Para contornar essa situação, será necessário recuperar a governança do setor, reforçando o papel do Ministério de Minas e Energia e, por consequência, da EPE, como o “locus” de formulação de política. Isso, sem esquecer o diálogo com as associações setoriais, frisou.

Tolmasquim também destacou o papel do gás  natural no processo de transição, reforçando as críticas de Pedrosa em relação aos gargalos que ainda impedem o avanço do marco legal do setor. “Saiu um agente estatal e entrou agente privado, mas aparentemente o desenho de mercado não funcionou como deve funcionar” disse, observando que a questão do monopólio dos estados sobre a distribuição do produto tem que ser discutida, pois tem levado à concentração e à verticalização da atividade.

Outro ponto que ele tratou foi o papel dos consumidores de energia elétrica, ao ser lembrado que a agenda do segmento industrial tem sido extremamente reativa nos últimos tempos, brigando contra uma serie de pautas que tem encarecido a conta de energia.
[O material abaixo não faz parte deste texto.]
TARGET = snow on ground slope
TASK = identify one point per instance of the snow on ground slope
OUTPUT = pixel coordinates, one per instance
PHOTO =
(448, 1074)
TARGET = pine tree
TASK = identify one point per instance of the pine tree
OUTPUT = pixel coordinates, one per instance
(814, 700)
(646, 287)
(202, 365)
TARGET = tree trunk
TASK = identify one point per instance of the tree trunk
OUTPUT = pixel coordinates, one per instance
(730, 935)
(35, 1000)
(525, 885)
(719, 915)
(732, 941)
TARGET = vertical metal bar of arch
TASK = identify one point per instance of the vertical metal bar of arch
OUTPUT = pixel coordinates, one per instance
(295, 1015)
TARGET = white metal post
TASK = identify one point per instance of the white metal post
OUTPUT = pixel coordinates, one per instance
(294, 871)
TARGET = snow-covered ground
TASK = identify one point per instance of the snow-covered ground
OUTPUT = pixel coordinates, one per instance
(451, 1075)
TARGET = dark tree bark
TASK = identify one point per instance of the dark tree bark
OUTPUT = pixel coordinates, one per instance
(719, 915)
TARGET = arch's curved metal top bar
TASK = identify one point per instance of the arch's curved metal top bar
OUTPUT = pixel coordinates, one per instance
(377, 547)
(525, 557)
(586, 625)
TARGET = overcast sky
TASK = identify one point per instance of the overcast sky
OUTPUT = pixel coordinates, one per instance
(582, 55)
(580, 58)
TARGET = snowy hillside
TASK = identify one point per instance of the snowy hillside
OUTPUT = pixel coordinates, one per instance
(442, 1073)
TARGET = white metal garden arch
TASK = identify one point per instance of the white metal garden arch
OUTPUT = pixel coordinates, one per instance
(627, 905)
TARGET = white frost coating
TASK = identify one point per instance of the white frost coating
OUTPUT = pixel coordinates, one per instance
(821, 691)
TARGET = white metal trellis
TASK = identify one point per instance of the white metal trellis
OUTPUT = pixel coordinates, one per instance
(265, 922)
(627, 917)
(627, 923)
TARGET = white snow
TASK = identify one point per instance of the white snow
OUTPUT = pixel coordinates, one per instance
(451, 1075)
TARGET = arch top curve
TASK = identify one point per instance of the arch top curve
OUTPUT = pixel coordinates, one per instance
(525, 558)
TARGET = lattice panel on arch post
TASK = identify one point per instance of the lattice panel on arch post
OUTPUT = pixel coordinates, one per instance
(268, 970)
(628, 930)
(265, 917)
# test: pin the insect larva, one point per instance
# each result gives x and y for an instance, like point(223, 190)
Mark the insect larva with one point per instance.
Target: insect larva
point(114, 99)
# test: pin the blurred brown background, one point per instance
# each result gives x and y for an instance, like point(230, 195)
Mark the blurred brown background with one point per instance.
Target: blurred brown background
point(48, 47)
É o caso das térmicas emergenciais que não cumpriram o prazo dos contratos firmados em 2020, a realização de um leilão de reserva considerado desnecessário no ano passado e a prorrogação dos subsídios ao carvão mineral.

Para Tolmasquim, apesar de parecer uma agenda negativa ela é importante na defesa de tarifas menores e com menos subsídios,  que tem sido enfrentada também por outras instituições que representam pequenos consumidores.